Source: https://openjurist.org/231/f2d/831
Timestamp: 2019-04-19 17:20:40+00:00

Document:
Charles D. Snewind, Allen H. Schultz, Louis L. Biro, Chicago, Ill., for appellant.
John B. Stoddart, Jr., U.S. Atty., Marks Alexander, Asst. U.S. Atty., Springfield, Ill., Robert B. Oxtoby, Asst. U.S. Atty., Springfield, Ill., for appellee.
Having waived a jury, defendant Owen proceeded to trial, before the district judge, on a twenty count indictment grounded on 18 U.S.C.A. § 1341.1 Owen was found guilty on seventeen counts and the remaining three counts were dismissed on the government's motion. Defense motions for a new trial, or in the laternative, for a judgment of not guilty notwithstanding the district judge's findings were denied. Owen was sentenced to jail for a period of one year, and fined $1,000 upon each of the seventeen counts in the indictment. All of the propositions put forward by defendant for reversing the judgment concern an alleged failure of the government to prove Owen's guilt beyond a reasonable doubt. Splinters of the same contention are presented in various guises, and are facets of the same theme, but this judgment of conviction must be affirmed. 'If a man intentionally adopts certain conduct in certain circumstances known to him,' Mr. Justice Holmes long ago wrote, 'and that conduct is forbidden by the law under those circumstances, he intentionally breaks the law in the only sense in which the law ever considers intent.' Ellis v. United States, 1907, 206 U.S. 246, 257, 27 S.Ct. 600, 602, 51 L.Ed. 1047. Thus while the government has the burden of proving Owen's intention to defraud under § 1341, as well as the other relevant elements of this statutory offense, the requisite state of mind is ascertained from the evidence introduced below. Section 1341 is a broad proscription of behavior for the purposes of protecting society. See e.g. Silverman v. United States, 5 Cir., 1954, 213 F.2d 405, 406; United States v. Sylvanus, 7 Cir., 1951, 192 F.2d 96, 106. Consonant with that section, the indictment charges Owen with operating a scheme to defraud by use of the mail, as a part of which Owen is alleged to have made some nineteen specific false representations, promises and pretenses concerning three specific products and two others referring to the character of the general products sold by him and value thereof coupled with a scheme and device to impede dissatisfied customers from pressing their claims.

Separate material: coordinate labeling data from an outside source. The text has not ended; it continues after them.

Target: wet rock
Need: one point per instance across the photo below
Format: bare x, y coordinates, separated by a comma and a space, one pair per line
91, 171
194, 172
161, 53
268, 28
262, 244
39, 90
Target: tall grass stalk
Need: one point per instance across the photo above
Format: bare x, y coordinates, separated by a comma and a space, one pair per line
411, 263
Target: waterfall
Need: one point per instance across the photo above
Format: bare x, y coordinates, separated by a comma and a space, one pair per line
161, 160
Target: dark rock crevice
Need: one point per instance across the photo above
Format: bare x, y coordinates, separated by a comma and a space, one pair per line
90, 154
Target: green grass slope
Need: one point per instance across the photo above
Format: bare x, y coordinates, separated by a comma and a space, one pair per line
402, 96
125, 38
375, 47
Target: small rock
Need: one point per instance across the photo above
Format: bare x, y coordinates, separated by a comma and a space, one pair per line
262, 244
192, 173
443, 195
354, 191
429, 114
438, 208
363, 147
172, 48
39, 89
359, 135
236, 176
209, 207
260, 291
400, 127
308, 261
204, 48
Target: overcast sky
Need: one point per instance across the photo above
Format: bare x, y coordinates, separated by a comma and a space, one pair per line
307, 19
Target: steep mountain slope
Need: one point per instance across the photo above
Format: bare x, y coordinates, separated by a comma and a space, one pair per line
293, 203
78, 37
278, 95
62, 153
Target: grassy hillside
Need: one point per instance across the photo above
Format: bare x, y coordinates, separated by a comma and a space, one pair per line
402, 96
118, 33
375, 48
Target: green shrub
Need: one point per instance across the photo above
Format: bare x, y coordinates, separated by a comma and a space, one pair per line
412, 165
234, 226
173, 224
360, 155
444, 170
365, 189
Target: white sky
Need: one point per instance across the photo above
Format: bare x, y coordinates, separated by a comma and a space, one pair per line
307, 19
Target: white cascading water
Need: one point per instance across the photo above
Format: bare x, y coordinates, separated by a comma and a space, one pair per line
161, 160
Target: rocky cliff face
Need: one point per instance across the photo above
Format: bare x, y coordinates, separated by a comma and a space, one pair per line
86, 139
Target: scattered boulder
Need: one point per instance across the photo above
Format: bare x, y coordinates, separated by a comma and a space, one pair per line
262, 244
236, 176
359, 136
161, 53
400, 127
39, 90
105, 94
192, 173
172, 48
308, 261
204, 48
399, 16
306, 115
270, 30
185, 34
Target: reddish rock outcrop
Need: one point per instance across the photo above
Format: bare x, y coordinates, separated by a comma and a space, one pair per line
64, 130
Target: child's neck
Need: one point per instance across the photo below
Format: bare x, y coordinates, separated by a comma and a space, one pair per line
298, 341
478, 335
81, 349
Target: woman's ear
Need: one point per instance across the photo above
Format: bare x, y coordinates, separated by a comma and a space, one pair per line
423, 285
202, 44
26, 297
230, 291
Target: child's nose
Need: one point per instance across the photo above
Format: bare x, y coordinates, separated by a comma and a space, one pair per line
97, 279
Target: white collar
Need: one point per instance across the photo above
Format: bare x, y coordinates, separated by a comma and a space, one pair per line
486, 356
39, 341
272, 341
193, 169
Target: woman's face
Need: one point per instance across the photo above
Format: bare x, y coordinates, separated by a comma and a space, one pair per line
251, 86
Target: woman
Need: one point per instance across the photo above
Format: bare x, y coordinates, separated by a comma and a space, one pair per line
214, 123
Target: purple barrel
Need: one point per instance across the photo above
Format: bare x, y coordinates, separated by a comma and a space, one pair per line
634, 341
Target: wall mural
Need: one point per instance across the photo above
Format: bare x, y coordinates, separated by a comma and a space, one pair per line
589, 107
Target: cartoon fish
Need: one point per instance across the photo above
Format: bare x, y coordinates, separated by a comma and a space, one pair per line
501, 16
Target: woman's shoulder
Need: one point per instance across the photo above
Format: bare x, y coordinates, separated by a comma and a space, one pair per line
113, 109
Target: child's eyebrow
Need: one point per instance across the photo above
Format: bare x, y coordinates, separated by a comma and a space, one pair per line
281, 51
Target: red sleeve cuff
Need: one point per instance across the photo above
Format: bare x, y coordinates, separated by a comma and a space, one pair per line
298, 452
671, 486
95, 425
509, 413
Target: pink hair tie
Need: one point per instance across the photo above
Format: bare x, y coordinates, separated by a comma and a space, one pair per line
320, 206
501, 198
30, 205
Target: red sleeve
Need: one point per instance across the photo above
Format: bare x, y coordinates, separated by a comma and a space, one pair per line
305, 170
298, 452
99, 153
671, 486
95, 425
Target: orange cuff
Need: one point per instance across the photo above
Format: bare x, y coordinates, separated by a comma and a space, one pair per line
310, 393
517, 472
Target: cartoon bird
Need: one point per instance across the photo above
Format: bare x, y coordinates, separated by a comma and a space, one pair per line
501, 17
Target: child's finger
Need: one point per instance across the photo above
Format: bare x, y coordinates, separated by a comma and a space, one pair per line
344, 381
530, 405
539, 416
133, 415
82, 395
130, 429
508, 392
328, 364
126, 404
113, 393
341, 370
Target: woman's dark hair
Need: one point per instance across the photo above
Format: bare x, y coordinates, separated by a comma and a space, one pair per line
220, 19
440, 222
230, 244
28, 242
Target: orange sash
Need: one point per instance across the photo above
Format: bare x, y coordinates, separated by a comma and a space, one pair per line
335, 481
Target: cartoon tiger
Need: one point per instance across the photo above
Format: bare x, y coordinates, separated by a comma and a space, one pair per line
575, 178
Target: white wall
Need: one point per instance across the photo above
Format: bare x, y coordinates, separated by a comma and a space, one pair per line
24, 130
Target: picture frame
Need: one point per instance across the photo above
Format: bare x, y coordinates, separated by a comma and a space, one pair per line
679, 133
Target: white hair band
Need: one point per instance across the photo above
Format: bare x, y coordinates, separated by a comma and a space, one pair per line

Shortly stated, Owen engaged in a widely circulated advertised mail order business through which he offered a variety of African Violets, dwarf trees, and tulip trees. He is charged with making false representations as to those items and holding out, in his advertisements, a customers' guarantee, but the manner in which he responded on that guarantee constituted a device to defraud in connection with the sale of his products. In addition, this indictment charged that Owen intentionally adopted delaying tactics in order to discourage customers from making extended efforts to obtain satisfaction and fair treatment; that the merchandise sold by Owen was of an inferior character and his prices were in excess of the market value of such merchandise, though it was generally described as being of a very high type at prices far below the general market price. There is a voluminous record before us of 1988 pages of testimony and a welter of documentary evidence consisting of advertisements and correspondence by and between myriad customers and Owen's representatives, whom he employed in his businesses variously entitled 'Owen Nursery,' 'Marie Kruse Nursery' and 'Bob Richards Nursery.' The weight and credibility, as well as the demeanor of the approximately 135 witnesses (customers, postal-inspectors, horticulturists, including the defendant himself) are all matters solely within the trial judge's range, inhering in his final judgment. We are satisfied that the district judge correctly disposed of the defense motions interposed below. United States v. Thayer, 7 Cir., 1954, 209 F.2d 534.
'The Government,' Mr. Justice Clark declared, when delivering the majority opinion in Holland v. United States, 1954, 348 U.S. 121, 138, 75 S.Ct. 127, 137, 99 L.Ed. 150, 'must * * * prove every element of the offense beyond a reasonable doubt though not to a mathematical certainty.' Since the district judge decided the total issues below, it is unnecessary for us to explain the concept of reasonable doubt. We think his ultimate view of the integrated evidentiary strands woven throughout the case should remain undisturbed.
We are aware, as already noted, that the trial judge received both oral and documentary evidence. But Rule 23(c), Federal Rules of Criminal Procedure, 18 U.S.C.A., was not invoked, under which there might have been a request for finding the facts specially. Thus in appeals of this type, where the merits are heard and tried below without a jury, we do not function as a super-fact-finding tribunal. If the record, as here, discloses substantial evidence, United States v. Aman, 7 Cir., 1954, 210 F.2d 344, supporting the judgment appealed, that ends the matter barring, of course, any other technical points which might be raised.